Artist Statement

 

“The unconscious is not a reservoir of wild drives that has to be conquered by the ego, but the site from which a traumatic truth speaks… not ‘the ego should conquer the id,’ the site of the unconscious drives, but ‘I should dare approach the site of my truth.’'  What awaits me ‘there’ is not a deep Truth I have to identify with, but an unbearable truth I have to learn to live with.” – Slavoj Zizek, Absolute Recoil

A common notion regarding abstract art and the unconscious is that of the painter-as-patient in which the automatic activity of, say, Jackson Pollock style drip painting is understood to be a direct analogy to the patient being analyzed on the psychiatrist’s couch; that the creation of an abstract painting is a stream-of-consciousness (much like the patient-on-the-couch who makes random verbal associations that the psychiatrist interprets) that defies logic, and “taps in to” the unconscious.

Pollock was keen to point out that he was never not in control of his process, but the broader collective imagination seemed to be incapable of understanding why an artist would do such a thing if he or she were not in a trance-like state.

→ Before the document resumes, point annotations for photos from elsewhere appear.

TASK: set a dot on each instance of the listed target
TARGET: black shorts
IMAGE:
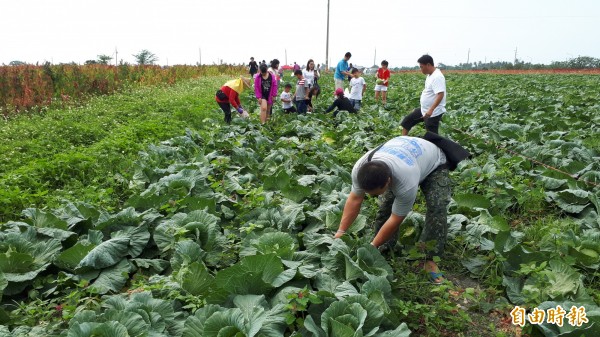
(431, 124)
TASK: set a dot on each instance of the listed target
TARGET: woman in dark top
(341, 103)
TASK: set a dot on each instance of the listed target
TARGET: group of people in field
(395, 170)
(267, 79)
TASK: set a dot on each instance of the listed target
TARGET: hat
(246, 82)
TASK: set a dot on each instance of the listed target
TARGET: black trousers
(431, 124)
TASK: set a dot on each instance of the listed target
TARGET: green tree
(145, 57)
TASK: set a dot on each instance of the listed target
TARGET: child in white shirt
(358, 87)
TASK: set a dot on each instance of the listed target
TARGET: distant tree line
(580, 62)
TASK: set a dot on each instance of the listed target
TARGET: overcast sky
(58, 31)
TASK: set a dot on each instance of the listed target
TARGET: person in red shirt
(383, 77)
(229, 95)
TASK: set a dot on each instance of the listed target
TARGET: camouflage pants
(437, 189)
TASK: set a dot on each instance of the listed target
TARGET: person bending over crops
(433, 99)
(229, 95)
(394, 172)
(265, 89)
(340, 103)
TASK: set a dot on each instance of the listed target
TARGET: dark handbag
(221, 95)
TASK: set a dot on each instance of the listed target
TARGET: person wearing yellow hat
(229, 95)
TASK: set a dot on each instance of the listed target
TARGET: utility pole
(327, 46)
(375, 57)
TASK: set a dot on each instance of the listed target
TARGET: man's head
(374, 177)
(426, 64)
(275, 64)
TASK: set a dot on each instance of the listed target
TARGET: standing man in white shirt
(433, 99)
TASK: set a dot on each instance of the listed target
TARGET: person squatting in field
(383, 77)
(341, 70)
(265, 89)
(229, 95)
(340, 103)
(433, 99)
(394, 171)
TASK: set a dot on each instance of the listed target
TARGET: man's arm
(438, 99)
(351, 210)
(387, 230)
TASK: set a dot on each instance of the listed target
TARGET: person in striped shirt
(301, 92)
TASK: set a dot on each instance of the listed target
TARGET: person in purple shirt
(265, 89)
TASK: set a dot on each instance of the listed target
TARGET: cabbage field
(227, 230)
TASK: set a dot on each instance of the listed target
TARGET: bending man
(394, 171)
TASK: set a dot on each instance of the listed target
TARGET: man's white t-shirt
(434, 84)
(411, 160)
(356, 85)
(286, 96)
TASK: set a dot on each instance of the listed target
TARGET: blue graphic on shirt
(407, 151)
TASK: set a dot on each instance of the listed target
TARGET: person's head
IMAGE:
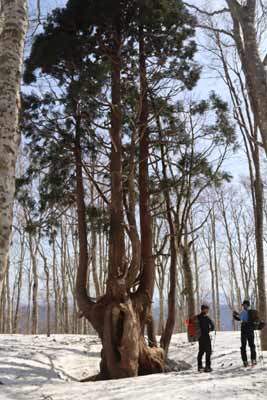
(205, 309)
(246, 304)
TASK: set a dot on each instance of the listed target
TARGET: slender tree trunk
(147, 259)
(34, 318)
(259, 245)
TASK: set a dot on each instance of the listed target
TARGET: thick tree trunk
(12, 37)
(118, 317)
(245, 36)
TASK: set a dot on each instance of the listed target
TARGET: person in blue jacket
(247, 333)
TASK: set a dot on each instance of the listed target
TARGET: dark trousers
(247, 336)
(204, 348)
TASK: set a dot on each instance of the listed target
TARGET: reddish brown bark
(147, 260)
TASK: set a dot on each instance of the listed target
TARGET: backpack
(193, 329)
(254, 319)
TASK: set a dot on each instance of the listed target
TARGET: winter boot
(207, 369)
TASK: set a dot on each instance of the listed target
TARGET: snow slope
(41, 368)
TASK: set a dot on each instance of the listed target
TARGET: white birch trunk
(12, 38)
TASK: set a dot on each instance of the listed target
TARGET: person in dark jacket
(247, 333)
(206, 325)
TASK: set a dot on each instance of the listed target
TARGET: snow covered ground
(41, 368)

Zizek returns to the pre-WWI scene of the original transgression by way of the composer Arthur Schoenberg, and demonstrates that the collective consciousness of the Western World has been in denial of the reality of the unconscious ever since the catastrophic, and collectively traumatic, early 20th century total war.  Zizek reverses the historical narrative, and puts the artist in the role of the analyst whose “patient” (the collective imagination of the Western World) has been traumatized in to denial.

Zizek’s aim, not explicitly stated, is to return agency to the artist.

Abstract art is a way to “approach the site” of trauma – individual or collective – with agency in determining how to position oneself in relation to the trauma rather than to simply be held captive by its effects.  It traces the contours of the unconscious, and reveals the logic of certain innate mechanisms that, according to Lacanian psychoanalytic theory, cannot be expressed in language.